Organspende — Skandal mit Langzeitfolgen
Manipulationen haben das Vertrauen erschüttert. Fachmann sieht dennoch Fortschritt.
Berlin. Es scheint ein Skandal ohne Ende: Seit in Göttingen im Juli 2012 Manipulationen bei Lebertransplantationen aufflogen, bleibt die Organspende in Deutschland ein Thema, das viele Emotionen weckt. Es geht nicht nur um den Ruf von Kliniken, sondern auch um das Gesundheitssystem und seine wirtschaftlichen Zwänge. Und da ist Hans Lilie, Jura-Professor in Halle (Saale), an der Schnittstelle von Medizin, Ethik und Recht. Also jemand, der eher nicht im Verdacht steht, dem Charme der Ärzte-Lobby sofort zu erliegen. Und er sagt überraschende Sätze wie: „Eigentlich ist die Manipulation in der Transplantation eine Erfolgsstory für die ärztliche Selbstverwaltung.“
Wie passt das alles zusammen? Es geht ja längst nicht mehr nur um Göttingen. Es geht um Verdachtsfälle in Regensburg, München und seit Jahresbeginn auch in Leipzig. Die Staatsanwaltschaften sind am Zug. Der Skandal zieht Kreise: Wer will noch Organe spenden? 12 000 Menschen in Deutschland warten darauf. Von Januar bis September wurden 829 gespendet — 70 weniger als im gleichen Zeitraum 2011.
Was Lilie mit Erfolgsstory meint, hat mit den Folgen von Göttingen zu tun. Auch für ihn war der erste Verdacht quälend. Der Jurist war entsetzt und schockiert — vor allem als Vorsitzender der Ständigen Kommission Organtransplantation der Bundesärztekammer. Heute gehört er zum Kontrollteam, das unangemeldet Leber-Transplantationszentren besucht und Einsicht in die Unterlagen verlangt. Es ist ein Ehrenamt, es frisst viel Zeit.

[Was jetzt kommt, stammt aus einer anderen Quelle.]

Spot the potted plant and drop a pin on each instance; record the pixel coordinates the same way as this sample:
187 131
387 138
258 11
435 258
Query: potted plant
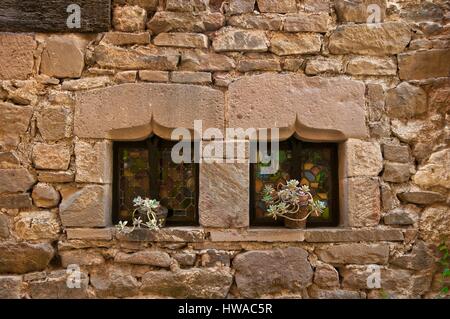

Inzwischen kann er dem Skandal auch positive Seiten abgewinnen. „Wir haben aus Göttingen gelernt“, sagt er. „Wir haben das System so geändert, dass wir so etwas wie in Leipzig jetzt ohne weiteres aufdecken konnten.“ Seine Botschaft für die Zukunft lautet: „Diese Art von Manipulationen wird es nicht mehr geben.“
Es habe sie schon seit Göttingen nicht mehr gegeben, auch der jüngste Leipziger Verdacht beziehe sich auf die Vorjahre. Insgesamt 38 Patienten sollen in Leipzig fälschlicherweise als Dialyse-Fälle geführt worden sein, um sie auf der Warteliste für eine Spenderleber nach oben rutschen zu lassen. Der Direktor der Transplantationsklinik und zwei Oberärzte wurde vom Dienst suspendiert. Die Staatsanwaltschaft Leipzig hat Vorermittlungen aufgenommen.
Bis Dezember sei es gelungen, Gesetze und Arbeitsregeln für die Transplantationsmedizin umzukrempeln — zum Beispiel durch neue Kontrollen und fachübergreifende Konferenzen für die Organvergabe, betont Lilie. „Das kann keine staatliche Organisation so schnell.“
Längst nicht alle sehen das so positiv. Patientenschützer wie Eugen Brysch von der Deutschen Stiftung Patientenschutz (vormals: Hospizstiftung) fordern, die Zahl der 47 Transplantationszentren in Deutschland zu halbieren. Sogar unter Lebertransplanteuren wünschten sich einige weniger Zentren, sagt auch Lilie. Weil dann der Druck wegfiele. Ein wirtschaftlicher Druck, der diesen Skandal möglicherweise erst heraufbeschworen hat. Eine Lebertransplantation bringt einer Klinik etwa 120 000 Euro Umsatz. 20 Operationen sind also lukrativer als zehn.